View Full Version : Anyone else watching the CMA?
abpeep 11-07-2007, 09:06 PM One hour in on the Country Music Awards and I am extremely distressed over the state of country music. :eek:
Friggin' Big and Rich dedicated their performance to "the King of Bling, Porter Waggoner' :wtf:
He's probably rolling over in his grave with some of what passes for country music these days.
I really know how things are with the industry these days but seeing it all together on network TV really is enough to make you cry:tears:
Oh, and the Eagles are starting up now................
Alan
CarlV 11-07-2007, 09:15 PM Anyone else watching the CMA?
It is not on here yet but I do not watch any music or even the Oscars award shows. :)
I look at it as encouraging them.
Carl
Fisherdude 11-07-2007, 09:20 PM The only constant is change...
Much of today's country is "pop" country. Gotta be current.
There's still plenty to like, though, including some cool new stuff.

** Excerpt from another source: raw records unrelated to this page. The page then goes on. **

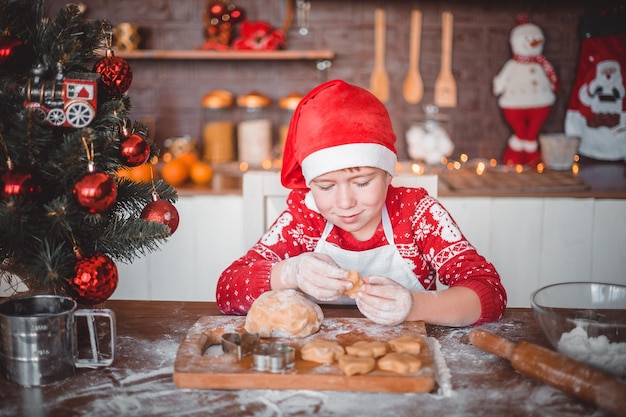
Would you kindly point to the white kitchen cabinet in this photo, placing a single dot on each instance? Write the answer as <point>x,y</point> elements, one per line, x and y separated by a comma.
<point>208,239</point>
<point>539,241</point>
<point>532,241</point>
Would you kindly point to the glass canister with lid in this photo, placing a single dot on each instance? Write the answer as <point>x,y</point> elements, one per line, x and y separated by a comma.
<point>287,106</point>
<point>254,130</point>
<point>428,137</point>
<point>218,132</point>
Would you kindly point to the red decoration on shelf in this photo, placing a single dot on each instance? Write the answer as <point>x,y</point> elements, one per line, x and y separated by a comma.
<point>161,211</point>
<point>8,47</point>
<point>95,191</point>
<point>115,73</point>
<point>19,182</point>
<point>95,279</point>
<point>259,36</point>
<point>135,150</point>
<point>220,18</point>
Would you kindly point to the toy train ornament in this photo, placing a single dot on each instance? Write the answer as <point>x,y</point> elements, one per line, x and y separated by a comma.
<point>69,101</point>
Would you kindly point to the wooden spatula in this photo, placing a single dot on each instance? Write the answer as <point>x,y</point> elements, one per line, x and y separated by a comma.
<point>413,87</point>
<point>445,86</point>
<point>559,371</point>
<point>379,82</point>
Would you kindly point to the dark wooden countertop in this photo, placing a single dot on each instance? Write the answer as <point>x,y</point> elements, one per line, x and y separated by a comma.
<point>139,383</point>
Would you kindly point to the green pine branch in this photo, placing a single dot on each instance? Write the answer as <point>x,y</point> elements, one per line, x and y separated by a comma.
<point>41,236</point>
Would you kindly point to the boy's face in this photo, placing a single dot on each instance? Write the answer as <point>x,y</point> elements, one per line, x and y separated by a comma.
<point>352,199</point>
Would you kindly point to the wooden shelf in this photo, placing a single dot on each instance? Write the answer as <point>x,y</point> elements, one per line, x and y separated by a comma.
<point>285,55</point>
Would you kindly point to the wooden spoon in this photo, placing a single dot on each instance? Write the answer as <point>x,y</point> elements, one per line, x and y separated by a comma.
<point>379,81</point>
<point>445,86</point>
<point>413,87</point>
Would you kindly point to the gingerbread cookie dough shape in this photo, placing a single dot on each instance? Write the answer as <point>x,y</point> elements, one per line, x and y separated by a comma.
<point>367,349</point>
<point>400,363</point>
<point>353,365</point>
<point>356,281</point>
<point>283,313</point>
<point>406,344</point>
<point>321,351</point>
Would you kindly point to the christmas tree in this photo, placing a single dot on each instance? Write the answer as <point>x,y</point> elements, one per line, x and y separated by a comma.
<point>66,216</point>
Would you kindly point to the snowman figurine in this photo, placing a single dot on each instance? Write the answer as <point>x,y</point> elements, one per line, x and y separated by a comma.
<point>526,87</point>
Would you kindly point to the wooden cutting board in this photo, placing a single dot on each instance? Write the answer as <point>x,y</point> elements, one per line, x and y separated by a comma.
<point>200,362</point>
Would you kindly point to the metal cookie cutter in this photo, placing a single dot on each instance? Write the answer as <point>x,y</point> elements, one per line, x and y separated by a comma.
<point>273,357</point>
<point>238,344</point>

Have you heard "Raising Sand", the new Alison Krauss & Robert Plant album?
It's a stunner.
Brudha 11-07-2007, 09:44 PM Carrie Underwood, Sugarland, George Strait, Martina McBride, Reba McEntire....:thmbsp:
OvenMaster 11-07-2007, 09:52 PM To me, real country music is people like early Dolly Parton, Hank Snow, Roy Acuff, Hank Williams Sr., Merle Haggard, George Jones, Sons of the Pioneers...
In other words, the stuff my dad still plays in the car on cassettes.
cruisaire 11-07-2007, 09:53 PM Ferlin Husky, Roy Acuff, Hank Snow, and Ms. Patsy....now that was Country!
abpeep 11-07-2007, 09:55 PM Yeah Carl, you're probably right but I can sit in here with the wife or go in the other room and do something else. So tonight I'm sharing the CMA's and taking a couple of opportunities to vent here.
Fisherdude - I know there is some decent music out there and a lot that I can handle if we go out drinking and dancing. Have not heard but one cut - Gone, Gone, Gone - from that pairing. Keep thinking I'll hear more of it on the radio but no such luck.
I feel like I need some Hank Snow now.
Alan
fotno 11-07-2007, 10:27 PM I worked as a DJ for a little AM country station for years, and I can't tell you to the hour when I gave up on country music, but I CAN tell you it started on April 3rd 1995.
The great Rodney Crowell, one of the best singer/songwriters in recent country music, had released a song that day that I just knew would make him the star I had always thought he should have been. I would have bet money it was his path to the top of the charts.
The song was beautiful, deep, complex, and sung as only Rodney could sing it. We got the pre-release CD single of it, and I had been playing it in the booth for several days, when I asked the program director when it would go into the rotation so I could play it on air. His answer: "Never... As much as I love this song, Crowell doesn't sell enough records, so we won't be playing this one".
Less than 6 months later, Tim McGraw released a cover (that wasn't a pimple on the original) of this same song, and it went straight to number one.
In the end, I asked for and was given the Crowell CD single of "Please Remember Me". If you've never heard his version, try listening to it back to back with McGraw's. I feel sure you'll hear what I mean.
abpeep 11-07-2007, 10:33 PM I have 3-4 Rodney Crowell lp's/cd's. Definitely like that guy. Picked up a Roseanne Cash LP a couple of weeks ago that he produced for her - haven't listened to it yet, though.
Alan
Zadok2112 11-08-2007, 12:48 AM I think Pro-Tools us used more in country than in rock/pop. Alternative country is more "real" country. Hank Williams III is modern Honky Tonk.
I found the audio of the CMA's terrible! The sound kept going up and down in volume. Anybody else hear it?